卫延就是这个时候进来的,他一夜没睡好,又一肚子邪火,现在看见卫辰就站在卫弛身后,邪火蹿出了一股火苗。
“辰儿昨夜去哪了?我等你一夜你竟然不在家。”卫延一脸倦容地站到卫弛面前,给两位长辈施了礼,抬头问道卫辰。
卫辰有些傻眼,他跟卫弛玩得好,跟卫延自然玩得不好。
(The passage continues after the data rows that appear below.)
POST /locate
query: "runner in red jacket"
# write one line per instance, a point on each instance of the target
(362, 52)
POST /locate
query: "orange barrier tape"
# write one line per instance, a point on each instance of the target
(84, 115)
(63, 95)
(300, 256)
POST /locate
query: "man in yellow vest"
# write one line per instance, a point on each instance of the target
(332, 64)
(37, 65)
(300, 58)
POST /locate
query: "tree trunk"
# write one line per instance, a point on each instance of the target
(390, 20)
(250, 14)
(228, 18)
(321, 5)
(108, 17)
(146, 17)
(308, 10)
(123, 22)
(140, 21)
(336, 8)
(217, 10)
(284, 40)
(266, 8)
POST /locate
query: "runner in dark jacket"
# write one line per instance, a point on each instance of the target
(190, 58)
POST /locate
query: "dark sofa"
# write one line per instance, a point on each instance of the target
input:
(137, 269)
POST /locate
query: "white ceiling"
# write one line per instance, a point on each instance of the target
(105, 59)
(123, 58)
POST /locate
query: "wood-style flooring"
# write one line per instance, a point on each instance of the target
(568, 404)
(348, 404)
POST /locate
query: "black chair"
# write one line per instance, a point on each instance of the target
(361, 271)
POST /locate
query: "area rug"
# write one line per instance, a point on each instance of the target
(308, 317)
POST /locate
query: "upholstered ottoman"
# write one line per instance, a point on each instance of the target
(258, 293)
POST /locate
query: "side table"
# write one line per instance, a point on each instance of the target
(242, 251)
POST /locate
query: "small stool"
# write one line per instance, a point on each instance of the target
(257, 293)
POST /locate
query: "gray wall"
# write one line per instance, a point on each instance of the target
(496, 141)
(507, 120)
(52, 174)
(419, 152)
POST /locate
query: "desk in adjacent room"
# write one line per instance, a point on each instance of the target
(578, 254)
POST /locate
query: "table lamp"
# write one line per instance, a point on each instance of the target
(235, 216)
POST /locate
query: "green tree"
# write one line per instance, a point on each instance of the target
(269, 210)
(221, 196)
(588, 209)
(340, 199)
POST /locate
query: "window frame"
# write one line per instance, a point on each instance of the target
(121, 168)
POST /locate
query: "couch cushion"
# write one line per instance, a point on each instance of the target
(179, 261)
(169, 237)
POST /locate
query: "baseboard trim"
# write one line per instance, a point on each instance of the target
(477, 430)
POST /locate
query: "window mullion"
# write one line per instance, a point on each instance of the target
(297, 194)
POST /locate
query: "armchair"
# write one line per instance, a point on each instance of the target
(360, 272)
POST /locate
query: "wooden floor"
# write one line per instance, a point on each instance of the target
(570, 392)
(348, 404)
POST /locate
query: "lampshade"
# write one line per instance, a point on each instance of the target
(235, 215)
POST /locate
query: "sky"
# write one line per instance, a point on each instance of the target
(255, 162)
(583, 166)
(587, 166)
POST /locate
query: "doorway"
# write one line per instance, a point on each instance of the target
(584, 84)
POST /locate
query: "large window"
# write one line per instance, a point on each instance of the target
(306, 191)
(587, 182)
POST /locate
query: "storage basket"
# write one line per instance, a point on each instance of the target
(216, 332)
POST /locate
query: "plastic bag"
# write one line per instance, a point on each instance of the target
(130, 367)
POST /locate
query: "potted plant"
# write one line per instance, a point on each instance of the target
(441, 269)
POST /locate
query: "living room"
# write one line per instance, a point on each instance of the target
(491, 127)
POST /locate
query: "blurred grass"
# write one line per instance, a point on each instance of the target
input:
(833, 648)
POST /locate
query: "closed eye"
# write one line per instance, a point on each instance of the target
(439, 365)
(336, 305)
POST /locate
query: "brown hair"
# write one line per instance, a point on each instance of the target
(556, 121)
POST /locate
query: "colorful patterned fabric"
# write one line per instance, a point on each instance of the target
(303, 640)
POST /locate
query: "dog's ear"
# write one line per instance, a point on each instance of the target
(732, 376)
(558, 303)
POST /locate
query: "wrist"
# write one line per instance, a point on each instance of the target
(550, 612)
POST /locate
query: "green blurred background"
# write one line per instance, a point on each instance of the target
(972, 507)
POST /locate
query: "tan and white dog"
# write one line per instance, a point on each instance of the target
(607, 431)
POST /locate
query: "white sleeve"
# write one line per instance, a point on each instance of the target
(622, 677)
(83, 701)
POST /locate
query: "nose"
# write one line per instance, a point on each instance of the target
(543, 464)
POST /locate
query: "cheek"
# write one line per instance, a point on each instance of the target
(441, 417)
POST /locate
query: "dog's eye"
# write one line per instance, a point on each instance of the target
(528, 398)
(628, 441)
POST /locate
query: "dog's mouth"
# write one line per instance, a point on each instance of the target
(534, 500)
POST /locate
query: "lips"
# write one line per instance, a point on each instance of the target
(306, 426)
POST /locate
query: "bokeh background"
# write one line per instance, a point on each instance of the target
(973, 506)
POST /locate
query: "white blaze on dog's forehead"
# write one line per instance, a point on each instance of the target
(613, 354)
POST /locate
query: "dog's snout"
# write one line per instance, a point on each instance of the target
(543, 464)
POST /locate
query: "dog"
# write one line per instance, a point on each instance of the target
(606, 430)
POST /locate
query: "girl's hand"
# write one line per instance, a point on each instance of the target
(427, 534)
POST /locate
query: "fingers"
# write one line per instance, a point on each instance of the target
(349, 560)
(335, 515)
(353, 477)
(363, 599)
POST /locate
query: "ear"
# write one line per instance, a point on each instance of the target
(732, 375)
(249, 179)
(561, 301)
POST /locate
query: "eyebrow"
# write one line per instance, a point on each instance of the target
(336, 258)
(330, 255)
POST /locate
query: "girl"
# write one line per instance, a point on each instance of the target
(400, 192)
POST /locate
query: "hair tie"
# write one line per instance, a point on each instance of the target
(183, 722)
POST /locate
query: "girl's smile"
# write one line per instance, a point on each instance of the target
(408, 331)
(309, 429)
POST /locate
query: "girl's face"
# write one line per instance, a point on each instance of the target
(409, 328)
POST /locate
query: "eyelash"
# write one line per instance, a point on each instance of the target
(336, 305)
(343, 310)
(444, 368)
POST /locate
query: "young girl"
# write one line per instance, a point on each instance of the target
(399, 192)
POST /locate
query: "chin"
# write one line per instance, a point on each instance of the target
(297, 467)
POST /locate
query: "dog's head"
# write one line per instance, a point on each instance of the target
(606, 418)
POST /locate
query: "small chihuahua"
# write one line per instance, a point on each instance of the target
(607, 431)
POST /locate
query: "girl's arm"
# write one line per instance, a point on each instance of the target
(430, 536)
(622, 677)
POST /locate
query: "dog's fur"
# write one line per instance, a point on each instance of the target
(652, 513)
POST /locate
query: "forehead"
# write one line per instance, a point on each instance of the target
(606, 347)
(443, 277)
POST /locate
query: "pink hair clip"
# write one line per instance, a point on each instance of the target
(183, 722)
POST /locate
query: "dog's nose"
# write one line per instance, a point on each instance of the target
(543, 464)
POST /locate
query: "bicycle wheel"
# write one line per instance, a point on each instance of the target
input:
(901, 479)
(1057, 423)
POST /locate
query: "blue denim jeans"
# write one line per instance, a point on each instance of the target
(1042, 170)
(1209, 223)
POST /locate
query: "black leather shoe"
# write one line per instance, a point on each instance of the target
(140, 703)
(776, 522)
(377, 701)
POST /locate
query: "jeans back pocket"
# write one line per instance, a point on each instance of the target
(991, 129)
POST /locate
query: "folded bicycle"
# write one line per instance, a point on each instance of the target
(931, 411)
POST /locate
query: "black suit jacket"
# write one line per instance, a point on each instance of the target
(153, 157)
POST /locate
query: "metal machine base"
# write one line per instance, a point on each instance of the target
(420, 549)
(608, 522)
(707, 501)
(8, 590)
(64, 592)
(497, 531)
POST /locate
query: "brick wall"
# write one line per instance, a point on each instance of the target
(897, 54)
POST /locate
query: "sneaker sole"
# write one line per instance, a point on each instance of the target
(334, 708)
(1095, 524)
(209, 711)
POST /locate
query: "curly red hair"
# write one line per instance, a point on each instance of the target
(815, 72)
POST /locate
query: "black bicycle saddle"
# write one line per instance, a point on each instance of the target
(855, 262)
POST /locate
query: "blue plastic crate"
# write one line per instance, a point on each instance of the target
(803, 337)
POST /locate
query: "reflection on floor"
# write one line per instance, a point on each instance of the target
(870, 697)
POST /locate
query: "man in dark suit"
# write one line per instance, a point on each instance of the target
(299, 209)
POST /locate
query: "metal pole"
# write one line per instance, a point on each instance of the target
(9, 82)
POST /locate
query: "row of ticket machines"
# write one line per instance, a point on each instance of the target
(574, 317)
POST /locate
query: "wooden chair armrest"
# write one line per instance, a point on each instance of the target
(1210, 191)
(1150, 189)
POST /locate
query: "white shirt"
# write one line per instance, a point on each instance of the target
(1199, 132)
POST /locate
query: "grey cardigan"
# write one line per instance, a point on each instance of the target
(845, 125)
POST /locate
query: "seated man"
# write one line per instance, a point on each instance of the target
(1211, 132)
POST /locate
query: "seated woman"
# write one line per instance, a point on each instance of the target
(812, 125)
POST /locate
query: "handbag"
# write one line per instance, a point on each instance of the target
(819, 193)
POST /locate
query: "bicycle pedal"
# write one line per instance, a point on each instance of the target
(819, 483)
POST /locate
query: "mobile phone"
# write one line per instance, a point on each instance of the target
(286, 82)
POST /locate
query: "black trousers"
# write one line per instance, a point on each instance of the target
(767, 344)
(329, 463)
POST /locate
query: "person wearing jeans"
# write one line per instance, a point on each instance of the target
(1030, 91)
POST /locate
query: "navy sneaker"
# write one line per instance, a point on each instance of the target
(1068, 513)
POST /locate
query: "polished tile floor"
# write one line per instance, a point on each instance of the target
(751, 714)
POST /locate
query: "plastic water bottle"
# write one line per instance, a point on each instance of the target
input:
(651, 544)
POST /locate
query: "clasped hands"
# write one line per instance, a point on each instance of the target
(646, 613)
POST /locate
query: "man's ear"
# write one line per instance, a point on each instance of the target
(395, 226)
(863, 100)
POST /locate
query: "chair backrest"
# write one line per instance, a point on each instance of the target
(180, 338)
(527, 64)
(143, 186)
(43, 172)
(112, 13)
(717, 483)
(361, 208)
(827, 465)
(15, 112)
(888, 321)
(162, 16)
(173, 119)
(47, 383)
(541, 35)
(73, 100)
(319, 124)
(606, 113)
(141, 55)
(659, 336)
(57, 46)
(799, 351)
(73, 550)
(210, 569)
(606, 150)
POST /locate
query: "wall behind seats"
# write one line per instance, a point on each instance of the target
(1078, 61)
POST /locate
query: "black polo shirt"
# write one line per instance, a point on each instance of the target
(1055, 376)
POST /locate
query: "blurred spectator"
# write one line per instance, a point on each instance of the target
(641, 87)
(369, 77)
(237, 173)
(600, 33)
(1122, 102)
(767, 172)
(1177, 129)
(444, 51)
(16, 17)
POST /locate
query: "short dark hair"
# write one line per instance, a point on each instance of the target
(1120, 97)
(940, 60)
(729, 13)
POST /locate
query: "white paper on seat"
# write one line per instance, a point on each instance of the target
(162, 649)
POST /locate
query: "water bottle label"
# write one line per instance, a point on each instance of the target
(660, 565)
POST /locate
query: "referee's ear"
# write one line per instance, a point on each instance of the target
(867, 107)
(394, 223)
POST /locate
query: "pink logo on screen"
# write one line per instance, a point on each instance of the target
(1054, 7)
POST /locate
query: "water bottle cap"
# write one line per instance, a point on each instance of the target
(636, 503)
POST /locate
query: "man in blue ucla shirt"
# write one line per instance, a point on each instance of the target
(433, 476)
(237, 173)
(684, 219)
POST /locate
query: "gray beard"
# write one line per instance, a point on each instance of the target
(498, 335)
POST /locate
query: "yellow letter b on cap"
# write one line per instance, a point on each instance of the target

倒没有明显的矛盾,但是各自都觉得,对方气场跟自己不合,不是一路人。
总之就是,他们不熟!
“长孙哥哥等我一宿?有事吗?”卫辰毫不掩饰自己的惊讶。
“你嫂子昨夜高烧,我想借二皇叔的腰牌进宫请太医,却听说你带着腰牌出去了,结果一夜不归。”卫延一脸苦笑道。
众人的眼神立刻谴责地看向卫辰,没想到卫辰竟然是这样的纨绔子弟?之前倒是听说卫辰总喜欢往平康坊跑,看来传言可能是真的。
“我,我...”卫延都要被他气死了,上来就往他身上泼脏水!
“哦?侄媳妇生了什么病?这么凶险?现在好些了吗?请了太医了吗?”卫弛突然问道。
卫辰一个激灵反应过来,现在可不能当着这么多大臣的面吵架,对他不利。卫辰收起愤恨,紧张地跟着追问:“堂嫂还好吧?”
“嗯,我来之前烧已经退了,刚才也请太医去看了,应该没问题了。”卫延道:“虚惊一场,可让你吓死我了,你昨天晚上到底去哪了?”
卫辰看了一眼卫弛。
卫弛道:“昨天听闻圣京城里突然出现了几种奇花,神奇无比,辰儿就去看了看,还给我带了几朵回来。对了,就是你前天早上送给陛下的那几种花,只不过年份大一些。”
卫弛笑了一下:“听说这花的主人想把年份最大的一棵送给陛下。”
他这话一出,事情就过了明路了,卫延想摘桃子也不能够了。
大殿里消息灵通的考官,已经知道了昨天发生的事情,心里也对那传得神乎其神的树荷好奇死了。
卫延不在意般地点点头:“这事我也听说了,这花的主人叫云翔,也是这科的试子,倒是有心了。”
有什么心?有攀附之心了。众人自动接上了这句话。
献礼,皇子皇孙们给陛下献礼那是儿孙的孝敬,外国使臣献礼是规矩,臣子们献礼却不是朝廷律法,而是讨好了。
放眼整个天圣朝,地方知府每年都会给陛下献礼,但是大部分人为了表示自己的清廉,送得都是地方特产,礼轻情意重。